Is it bad form to invite someone to an expensive restaurant and NOT share a coupon?

The inviter pays rule only applies where there is no prior agreement. Most of the time people go out with friends or family there is some prior agreement. Even if it’s not specific you assume it’s whatever you did last time.

Not for me. I don’t think that such an event has a host.

“I’d like to take you out to dinner.” The inviter pays.

“Let’s go out to dinner.” Everyone pays separately.

Maybe you have a point. My friends and I mostly split the checks. I was eating out with friends frequently, once a week at least and usually two or three times a week. It wasn’t an event, it was a meal.

Groupon was always a scam from Day 1.

They told businesses: “Let folks have one half-price meal or whatever and you’ve got a full-price customer forever after!”
They told consumers: “Never pay full price for anything ever again! You’ll always be buying with Groupons!”

At least one of those two pitches was a lie and they knew it from the git-go.

What mostly happened in the real world is a few consumers used Groupon for trying stuff they wouldn’t ordinarily do or couldn’t ordinarily afford. But mostly it was a magnet for the incurably cheap to try to half-price everything everywhere all the time.
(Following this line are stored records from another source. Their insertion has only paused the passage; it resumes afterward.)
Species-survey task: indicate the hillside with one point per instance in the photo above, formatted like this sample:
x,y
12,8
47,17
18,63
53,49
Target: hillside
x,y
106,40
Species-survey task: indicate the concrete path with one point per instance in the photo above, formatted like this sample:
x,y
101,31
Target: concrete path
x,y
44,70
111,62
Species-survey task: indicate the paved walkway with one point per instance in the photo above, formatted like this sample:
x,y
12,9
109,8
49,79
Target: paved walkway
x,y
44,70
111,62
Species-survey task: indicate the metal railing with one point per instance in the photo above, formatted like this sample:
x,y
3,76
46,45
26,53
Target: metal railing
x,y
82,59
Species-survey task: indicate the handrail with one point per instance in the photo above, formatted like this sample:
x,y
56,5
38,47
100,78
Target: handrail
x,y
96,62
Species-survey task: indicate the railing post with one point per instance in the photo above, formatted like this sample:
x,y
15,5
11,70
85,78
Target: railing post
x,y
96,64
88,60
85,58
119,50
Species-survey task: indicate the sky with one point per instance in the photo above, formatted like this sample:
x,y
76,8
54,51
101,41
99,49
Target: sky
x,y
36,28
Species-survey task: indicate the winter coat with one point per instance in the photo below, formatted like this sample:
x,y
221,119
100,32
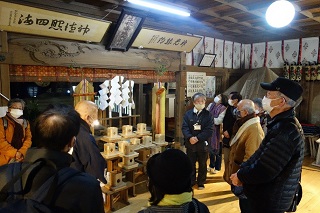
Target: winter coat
x,y
204,119
81,193
86,154
184,208
7,152
245,142
228,122
270,177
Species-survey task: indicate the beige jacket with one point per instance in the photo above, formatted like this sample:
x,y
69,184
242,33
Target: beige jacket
x,y
7,152
246,141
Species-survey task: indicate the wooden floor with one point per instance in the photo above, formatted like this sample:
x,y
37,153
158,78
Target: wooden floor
x,y
219,199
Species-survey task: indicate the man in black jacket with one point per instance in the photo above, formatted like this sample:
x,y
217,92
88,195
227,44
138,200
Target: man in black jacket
x,y
197,128
54,134
271,175
228,122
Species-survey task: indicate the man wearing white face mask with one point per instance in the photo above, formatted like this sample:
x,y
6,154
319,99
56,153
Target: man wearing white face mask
x,y
86,153
15,134
197,128
270,177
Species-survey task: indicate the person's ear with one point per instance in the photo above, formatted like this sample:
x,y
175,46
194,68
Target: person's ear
x,y
283,101
72,142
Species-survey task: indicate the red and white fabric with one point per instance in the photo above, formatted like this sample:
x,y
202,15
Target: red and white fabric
x,y
209,45
258,55
198,51
228,52
309,50
218,49
189,58
236,55
274,55
291,50
247,55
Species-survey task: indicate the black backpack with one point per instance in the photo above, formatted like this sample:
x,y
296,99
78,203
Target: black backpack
x,y
12,195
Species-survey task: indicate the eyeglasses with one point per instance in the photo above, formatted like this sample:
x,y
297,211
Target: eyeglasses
x,y
16,108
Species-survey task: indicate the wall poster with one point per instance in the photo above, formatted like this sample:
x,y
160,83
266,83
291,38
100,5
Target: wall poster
x,y
196,82
210,86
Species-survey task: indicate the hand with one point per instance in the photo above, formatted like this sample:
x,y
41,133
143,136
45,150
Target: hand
x,y
19,156
235,180
226,134
193,140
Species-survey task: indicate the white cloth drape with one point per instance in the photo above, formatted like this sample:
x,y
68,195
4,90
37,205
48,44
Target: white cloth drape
x,y
209,45
310,47
291,50
228,51
236,55
247,56
198,51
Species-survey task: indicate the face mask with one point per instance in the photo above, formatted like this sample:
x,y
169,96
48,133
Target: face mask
x,y
199,106
94,122
237,113
16,113
216,99
266,104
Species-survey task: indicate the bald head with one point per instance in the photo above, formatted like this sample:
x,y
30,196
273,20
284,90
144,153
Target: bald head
x,y
247,105
88,111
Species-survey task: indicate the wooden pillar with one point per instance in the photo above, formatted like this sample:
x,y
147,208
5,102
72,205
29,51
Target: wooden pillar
x,y
140,108
4,70
179,105
179,108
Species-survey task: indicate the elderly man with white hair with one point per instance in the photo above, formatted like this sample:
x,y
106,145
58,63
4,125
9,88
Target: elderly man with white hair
x,y
248,135
86,153
270,177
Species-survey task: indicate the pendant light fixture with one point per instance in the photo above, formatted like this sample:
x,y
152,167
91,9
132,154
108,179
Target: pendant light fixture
x,y
159,6
280,13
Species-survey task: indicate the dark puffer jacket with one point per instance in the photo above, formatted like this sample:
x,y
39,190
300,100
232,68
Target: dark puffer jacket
x,y
204,119
271,175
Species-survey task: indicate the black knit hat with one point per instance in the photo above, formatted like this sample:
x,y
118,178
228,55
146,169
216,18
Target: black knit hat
x,y
170,171
289,88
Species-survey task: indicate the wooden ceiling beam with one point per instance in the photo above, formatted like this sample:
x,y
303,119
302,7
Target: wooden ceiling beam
x,y
311,6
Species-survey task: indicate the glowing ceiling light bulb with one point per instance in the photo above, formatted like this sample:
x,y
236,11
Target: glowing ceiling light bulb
x,y
280,13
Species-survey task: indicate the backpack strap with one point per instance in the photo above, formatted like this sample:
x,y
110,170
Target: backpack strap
x,y
47,192
5,122
4,193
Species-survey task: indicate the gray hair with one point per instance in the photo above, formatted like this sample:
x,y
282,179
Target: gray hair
x,y
16,100
198,95
248,105
289,101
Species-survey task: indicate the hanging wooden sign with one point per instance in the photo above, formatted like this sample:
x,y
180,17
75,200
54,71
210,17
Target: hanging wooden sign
x,y
29,20
154,39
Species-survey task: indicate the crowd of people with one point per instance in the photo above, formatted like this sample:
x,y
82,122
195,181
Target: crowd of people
x,y
261,141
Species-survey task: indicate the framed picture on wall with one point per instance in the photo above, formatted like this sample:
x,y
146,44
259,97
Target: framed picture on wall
x,y
207,60
128,27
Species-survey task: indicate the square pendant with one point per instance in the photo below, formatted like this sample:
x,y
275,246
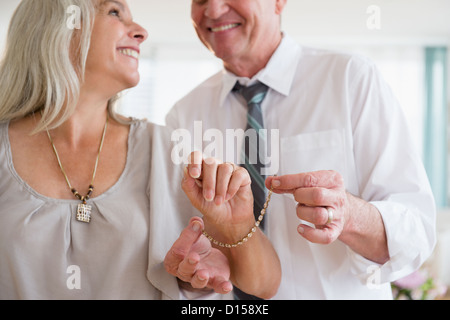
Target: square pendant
x,y
84,213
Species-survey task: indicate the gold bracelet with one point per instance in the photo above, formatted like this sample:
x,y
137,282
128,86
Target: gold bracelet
x,y
249,235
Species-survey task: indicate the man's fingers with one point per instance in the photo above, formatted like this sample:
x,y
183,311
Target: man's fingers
x,y
220,285
188,266
183,244
319,197
325,235
288,183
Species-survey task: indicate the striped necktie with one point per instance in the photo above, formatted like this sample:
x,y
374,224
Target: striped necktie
x,y
255,142
253,151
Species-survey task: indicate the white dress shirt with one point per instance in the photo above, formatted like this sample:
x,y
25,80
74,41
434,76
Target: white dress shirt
x,y
333,112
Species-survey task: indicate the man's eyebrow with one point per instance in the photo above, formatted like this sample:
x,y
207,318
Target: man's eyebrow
x,y
105,2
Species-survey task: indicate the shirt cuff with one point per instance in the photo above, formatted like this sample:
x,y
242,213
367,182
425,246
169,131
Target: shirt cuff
x,y
410,242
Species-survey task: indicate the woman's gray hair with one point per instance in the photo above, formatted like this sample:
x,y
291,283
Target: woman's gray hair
x,y
45,59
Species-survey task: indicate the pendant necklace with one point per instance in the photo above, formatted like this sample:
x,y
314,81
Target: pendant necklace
x,y
83,210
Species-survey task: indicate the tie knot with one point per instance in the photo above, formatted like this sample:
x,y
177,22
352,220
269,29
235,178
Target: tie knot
x,y
253,94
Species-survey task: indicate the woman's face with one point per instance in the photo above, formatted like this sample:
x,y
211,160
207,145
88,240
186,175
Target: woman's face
x,y
112,61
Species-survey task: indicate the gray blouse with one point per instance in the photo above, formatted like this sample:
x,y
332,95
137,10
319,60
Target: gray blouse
x,y
45,253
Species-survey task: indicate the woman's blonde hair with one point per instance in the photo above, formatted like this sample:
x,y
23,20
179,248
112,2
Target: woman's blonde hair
x,y
45,58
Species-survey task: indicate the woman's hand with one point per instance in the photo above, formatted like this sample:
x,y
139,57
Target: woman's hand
x,y
222,193
193,260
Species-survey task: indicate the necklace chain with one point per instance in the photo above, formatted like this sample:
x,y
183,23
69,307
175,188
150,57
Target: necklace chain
x,y
91,186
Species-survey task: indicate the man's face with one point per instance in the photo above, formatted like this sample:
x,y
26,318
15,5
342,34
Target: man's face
x,y
238,29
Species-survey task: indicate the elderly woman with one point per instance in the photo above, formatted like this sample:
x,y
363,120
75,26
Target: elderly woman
x,y
83,210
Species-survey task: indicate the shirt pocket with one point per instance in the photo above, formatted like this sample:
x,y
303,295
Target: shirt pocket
x,y
308,152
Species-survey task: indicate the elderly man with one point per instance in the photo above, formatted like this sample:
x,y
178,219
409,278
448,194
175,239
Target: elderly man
x,y
353,209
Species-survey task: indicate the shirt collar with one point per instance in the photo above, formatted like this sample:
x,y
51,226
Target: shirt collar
x,y
277,75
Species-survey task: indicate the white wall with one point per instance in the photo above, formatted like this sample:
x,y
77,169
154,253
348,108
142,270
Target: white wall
x,y
318,21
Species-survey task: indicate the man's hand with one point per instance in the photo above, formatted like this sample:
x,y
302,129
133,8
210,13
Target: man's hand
x,y
194,261
320,196
222,193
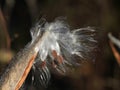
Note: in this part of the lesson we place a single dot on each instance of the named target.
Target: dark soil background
(18, 16)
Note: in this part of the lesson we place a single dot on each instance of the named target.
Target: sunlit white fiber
(64, 42)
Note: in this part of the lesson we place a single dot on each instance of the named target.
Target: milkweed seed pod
(59, 47)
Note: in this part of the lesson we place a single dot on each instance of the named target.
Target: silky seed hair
(59, 47)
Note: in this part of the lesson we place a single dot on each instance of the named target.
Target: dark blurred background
(18, 16)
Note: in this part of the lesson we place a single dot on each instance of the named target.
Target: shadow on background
(18, 16)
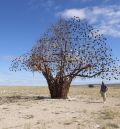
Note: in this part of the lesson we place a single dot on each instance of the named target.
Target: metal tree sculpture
(70, 48)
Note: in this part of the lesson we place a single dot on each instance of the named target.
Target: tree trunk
(59, 90)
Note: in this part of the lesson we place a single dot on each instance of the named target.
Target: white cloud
(48, 4)
(7, 58)
(106, 18)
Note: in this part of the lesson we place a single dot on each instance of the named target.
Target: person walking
(103, 91)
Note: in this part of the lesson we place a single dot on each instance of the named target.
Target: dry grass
(107, 115)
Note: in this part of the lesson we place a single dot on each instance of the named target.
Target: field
(31, 108)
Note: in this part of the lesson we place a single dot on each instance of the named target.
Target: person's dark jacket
(104, 87)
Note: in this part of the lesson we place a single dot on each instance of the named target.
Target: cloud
(106, 18)
(7, 58)
(48, 4)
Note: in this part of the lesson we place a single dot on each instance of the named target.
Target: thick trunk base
(59, 92)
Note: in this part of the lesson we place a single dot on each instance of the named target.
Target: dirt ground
(31, 108)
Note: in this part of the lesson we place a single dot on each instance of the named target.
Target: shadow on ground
(12, 99)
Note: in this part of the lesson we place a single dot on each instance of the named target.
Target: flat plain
(32, 108)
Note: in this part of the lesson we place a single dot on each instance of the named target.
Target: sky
(22, 22)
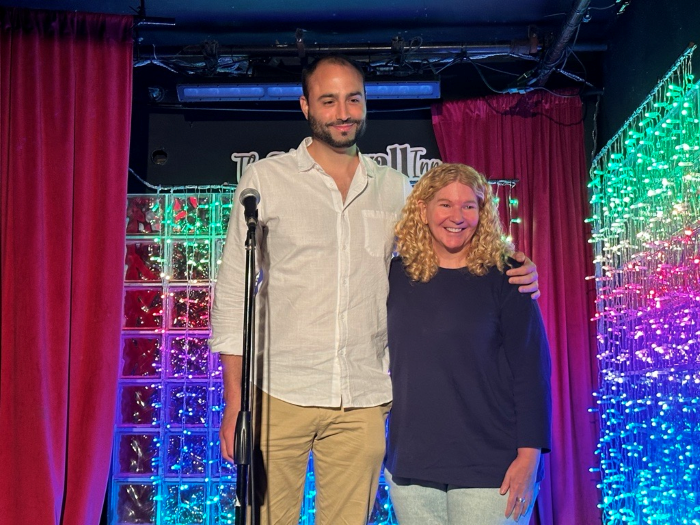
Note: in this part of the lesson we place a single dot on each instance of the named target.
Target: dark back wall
(648, 38)
(174, 147)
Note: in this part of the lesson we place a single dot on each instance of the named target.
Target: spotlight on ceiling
(376, 90)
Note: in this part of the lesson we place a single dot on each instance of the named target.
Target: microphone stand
(243, 439)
Pretty quickly the retailers & restaurant folks caught on to who was getting the short end of that stick.

My mind works differently. What is important is that it is a meeting or get together in a public place. The food has little to do with it. You might talk about how good the food is at some place when making the invitation but that is just a ploy to get them to show up.

Doesn’t even have to be a public place. A dinner or game night or whatever in somebody’s house is to my mind the same sort of thing; and in the traditional reciprocity counts as the same thing. The point, as you say, isn’t the food; it’s the getting together.

Huh, they’re not incompatible at all. The same person can have completely different use cases at different times with different willingness to pay. If I’m just looking for a good deal to eat somewhere sometime in the next week, I might not be willing to go to your sushi restaurant unless you give me a discount. If some friends call up and say “Hey, let’s check out the concert next Thursday and let’s grab a bite to eat beforehand”, I’d be willing to say “hey, I had some pretty decent sushi at this place around the corner from the theater, let’s go there”, even if it is full price.

It would be ridiculous to suggest that all Groupon customers ate every single one of their meals only with a Groupon discount. The majority of them did find new places to integrate into their regular rotation circuit of full priced meals.

Mid 30s, lived in Illinois and Virginia. “Inviter always pays” is completely alien to me.The only time I would expect the inviter to pay would be a business meal or if it’s my parents. All of my friends would find it bizarre if I paid for their meals or vice versa, for a social meal.